Después de atestiguar la transformación de la Unión Soviética en una dictadura totalitaria,


Herbert Marcuse, ese gran crítico de la sociedad moderna, concluyó que ni el capitalismo
salvaje de mercado ni de la instauración de la “dictadura del proletariado” son caminos
conducentes a la liberación de los seres humanos. Para el teórico de la Escuela de Frankfurt
cuya vida académica concluyó en los Estados Unidos, la liberación de los seres humanos
implica la superación definitiva de todos los sistemas sociales antidemocráticos, tanto de
izquierda como de derecha, basados en la alienación, la explotación y la opresión. En plena
concordancia con Hegel, Marcuse argumentó que esta liberación solamente será posible como
resultado de la plena reconciliación entre el sujeto y el objeto de la historia, es decir, como
resultado de la plena reconciliación entre los actores sociales y las estructuras económicas y
políticas al interior de las cuales éstos existen y se desarrollan como personas. Esta
reconciliación solamente puede darse a través de la proyección fenomenológica de la razón en
ideas e instituciones democráticas en términos políticos e incluyentes en términos sociales y
económicos.

Para conquistar su libertad los pueblos deben seguir el camino de la razón y esto implica
reconocer y rechazar abiertamente el camino alternativo de la irracionalidad.

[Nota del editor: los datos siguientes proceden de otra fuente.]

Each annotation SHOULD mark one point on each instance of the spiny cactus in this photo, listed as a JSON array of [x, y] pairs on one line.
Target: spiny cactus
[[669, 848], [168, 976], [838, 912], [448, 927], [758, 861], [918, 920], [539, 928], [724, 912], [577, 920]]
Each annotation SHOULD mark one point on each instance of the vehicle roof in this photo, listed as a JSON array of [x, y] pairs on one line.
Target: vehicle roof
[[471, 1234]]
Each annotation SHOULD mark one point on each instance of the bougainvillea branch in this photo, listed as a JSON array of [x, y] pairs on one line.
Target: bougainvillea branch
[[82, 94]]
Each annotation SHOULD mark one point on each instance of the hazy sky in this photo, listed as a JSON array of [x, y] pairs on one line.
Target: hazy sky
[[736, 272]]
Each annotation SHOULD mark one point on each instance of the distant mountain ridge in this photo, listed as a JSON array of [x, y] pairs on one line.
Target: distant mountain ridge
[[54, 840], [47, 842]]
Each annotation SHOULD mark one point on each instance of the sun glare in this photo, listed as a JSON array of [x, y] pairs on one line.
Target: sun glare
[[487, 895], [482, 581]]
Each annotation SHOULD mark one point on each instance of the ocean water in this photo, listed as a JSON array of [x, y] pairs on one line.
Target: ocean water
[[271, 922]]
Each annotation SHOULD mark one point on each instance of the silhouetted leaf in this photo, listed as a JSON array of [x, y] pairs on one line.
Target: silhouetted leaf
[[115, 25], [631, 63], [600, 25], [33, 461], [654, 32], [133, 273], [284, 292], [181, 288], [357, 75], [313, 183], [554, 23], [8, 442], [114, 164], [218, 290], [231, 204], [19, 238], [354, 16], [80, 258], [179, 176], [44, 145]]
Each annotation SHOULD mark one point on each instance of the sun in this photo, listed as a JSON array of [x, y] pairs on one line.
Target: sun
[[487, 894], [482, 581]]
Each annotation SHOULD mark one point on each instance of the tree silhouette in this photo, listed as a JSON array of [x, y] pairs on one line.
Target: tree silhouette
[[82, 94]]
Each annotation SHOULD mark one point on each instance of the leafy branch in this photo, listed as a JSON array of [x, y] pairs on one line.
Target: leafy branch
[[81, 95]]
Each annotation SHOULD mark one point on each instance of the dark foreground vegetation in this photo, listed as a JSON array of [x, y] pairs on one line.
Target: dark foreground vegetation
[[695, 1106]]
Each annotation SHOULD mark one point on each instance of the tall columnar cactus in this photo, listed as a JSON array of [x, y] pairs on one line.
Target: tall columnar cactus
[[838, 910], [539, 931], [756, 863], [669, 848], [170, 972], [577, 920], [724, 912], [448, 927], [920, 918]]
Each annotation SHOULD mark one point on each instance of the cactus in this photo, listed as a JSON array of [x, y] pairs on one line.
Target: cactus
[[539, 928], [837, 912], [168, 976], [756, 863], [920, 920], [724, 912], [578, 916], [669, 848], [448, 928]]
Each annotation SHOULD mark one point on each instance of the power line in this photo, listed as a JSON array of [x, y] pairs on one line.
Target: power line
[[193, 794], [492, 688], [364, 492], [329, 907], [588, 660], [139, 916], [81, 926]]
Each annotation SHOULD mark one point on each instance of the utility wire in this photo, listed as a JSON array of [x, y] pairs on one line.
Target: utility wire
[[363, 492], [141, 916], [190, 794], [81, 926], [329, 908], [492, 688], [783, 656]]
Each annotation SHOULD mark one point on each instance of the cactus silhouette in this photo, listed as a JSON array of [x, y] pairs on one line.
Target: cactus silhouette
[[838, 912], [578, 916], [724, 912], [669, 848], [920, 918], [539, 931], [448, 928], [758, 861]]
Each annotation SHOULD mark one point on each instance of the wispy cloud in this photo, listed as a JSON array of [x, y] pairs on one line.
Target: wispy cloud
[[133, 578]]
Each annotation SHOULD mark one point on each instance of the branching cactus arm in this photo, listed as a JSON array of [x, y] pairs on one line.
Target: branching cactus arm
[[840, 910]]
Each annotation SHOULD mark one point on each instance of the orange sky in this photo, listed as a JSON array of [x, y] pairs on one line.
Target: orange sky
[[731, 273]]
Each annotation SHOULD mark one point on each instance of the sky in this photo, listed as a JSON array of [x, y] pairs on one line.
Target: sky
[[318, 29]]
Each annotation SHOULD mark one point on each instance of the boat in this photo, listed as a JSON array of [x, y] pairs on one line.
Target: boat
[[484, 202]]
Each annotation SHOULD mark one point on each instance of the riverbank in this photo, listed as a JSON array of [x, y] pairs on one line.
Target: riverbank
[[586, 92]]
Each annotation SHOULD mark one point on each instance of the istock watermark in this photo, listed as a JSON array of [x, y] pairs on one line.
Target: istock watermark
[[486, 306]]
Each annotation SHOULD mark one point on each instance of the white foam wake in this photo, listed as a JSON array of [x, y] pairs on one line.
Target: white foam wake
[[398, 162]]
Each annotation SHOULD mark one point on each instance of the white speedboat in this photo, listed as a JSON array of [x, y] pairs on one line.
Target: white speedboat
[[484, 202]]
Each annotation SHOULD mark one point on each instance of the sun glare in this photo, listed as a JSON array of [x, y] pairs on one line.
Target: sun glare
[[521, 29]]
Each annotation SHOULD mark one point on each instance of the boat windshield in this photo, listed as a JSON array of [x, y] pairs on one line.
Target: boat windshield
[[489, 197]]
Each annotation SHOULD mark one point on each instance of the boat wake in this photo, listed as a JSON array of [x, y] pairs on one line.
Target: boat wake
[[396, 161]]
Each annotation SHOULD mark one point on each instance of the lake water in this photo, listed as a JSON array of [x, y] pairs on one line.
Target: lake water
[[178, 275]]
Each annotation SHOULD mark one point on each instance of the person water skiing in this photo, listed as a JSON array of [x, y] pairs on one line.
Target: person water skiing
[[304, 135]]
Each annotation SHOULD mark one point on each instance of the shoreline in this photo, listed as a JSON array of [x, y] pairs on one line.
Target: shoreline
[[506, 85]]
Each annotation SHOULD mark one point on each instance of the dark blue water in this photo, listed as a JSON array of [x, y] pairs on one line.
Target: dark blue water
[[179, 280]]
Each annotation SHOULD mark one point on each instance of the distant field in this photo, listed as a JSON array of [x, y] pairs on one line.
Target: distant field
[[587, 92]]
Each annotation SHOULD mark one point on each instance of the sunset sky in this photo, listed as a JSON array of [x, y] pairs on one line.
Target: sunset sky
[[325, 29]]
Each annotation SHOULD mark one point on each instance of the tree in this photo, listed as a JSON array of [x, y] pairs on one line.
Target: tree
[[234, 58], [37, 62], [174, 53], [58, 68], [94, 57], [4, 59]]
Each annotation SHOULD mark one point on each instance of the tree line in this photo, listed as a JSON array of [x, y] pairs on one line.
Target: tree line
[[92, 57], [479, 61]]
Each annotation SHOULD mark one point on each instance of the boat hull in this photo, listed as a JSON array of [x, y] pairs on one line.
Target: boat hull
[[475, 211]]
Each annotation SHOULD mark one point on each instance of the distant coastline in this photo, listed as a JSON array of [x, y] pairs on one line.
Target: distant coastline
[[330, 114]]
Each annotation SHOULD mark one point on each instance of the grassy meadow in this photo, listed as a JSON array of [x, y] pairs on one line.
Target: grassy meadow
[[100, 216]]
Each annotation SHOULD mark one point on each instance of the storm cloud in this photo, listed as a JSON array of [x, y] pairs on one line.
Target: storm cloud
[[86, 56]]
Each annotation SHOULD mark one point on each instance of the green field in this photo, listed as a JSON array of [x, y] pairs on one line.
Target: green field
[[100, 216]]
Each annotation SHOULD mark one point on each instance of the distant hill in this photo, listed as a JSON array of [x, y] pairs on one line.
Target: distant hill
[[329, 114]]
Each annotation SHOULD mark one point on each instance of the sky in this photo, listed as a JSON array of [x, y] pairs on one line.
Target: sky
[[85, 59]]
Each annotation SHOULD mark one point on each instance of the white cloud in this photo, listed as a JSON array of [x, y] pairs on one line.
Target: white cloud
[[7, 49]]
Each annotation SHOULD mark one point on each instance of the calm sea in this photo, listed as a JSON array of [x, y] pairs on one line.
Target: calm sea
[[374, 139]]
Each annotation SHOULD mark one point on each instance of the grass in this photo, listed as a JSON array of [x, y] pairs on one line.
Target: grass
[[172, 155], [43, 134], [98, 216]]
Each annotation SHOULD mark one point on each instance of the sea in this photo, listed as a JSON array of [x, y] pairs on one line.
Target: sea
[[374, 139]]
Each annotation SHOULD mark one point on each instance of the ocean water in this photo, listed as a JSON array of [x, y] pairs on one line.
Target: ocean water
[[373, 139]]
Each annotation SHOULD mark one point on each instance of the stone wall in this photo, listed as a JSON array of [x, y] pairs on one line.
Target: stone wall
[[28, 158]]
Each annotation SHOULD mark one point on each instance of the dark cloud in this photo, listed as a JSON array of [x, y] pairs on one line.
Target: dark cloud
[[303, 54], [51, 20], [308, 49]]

Las narrativas
políticas irracionales deben por lo tanto ser detectadas, denunciadas y desmontadas antes de
que se fortalezcan y penetren la conciencia y, sobre todo, el inconsciente colectivo de las
grandes masas. Esta debe ser una tarea fundamental de toda intelectualidad verdaderamente
comprometida con la construcción, fortalecimiento y desarrollo histórico de la democracia. Es
imprescindible contribuir de manera enérgica a que el pueblo de México cobre conciencia de
que los populismos demagógicos y los sistemas totalitarios y autoritarios de gobierno a que
éstos se encuentran indisolublemente ligados, tanto en el ámbito ideológico de la izquierda
como en el ámbito ideológico de la derecha, son y han sido siempre, como reconoció Georg
Lukács, fuerzas destructoras de la razón y de sus posibilidades históricas. El progreso que
prometen, los sueños de reivindicación social que plantean, se transforman más temprano que
tarde en terribles pesadillas de las cuales resulta sumamente difícil y penoso despertar.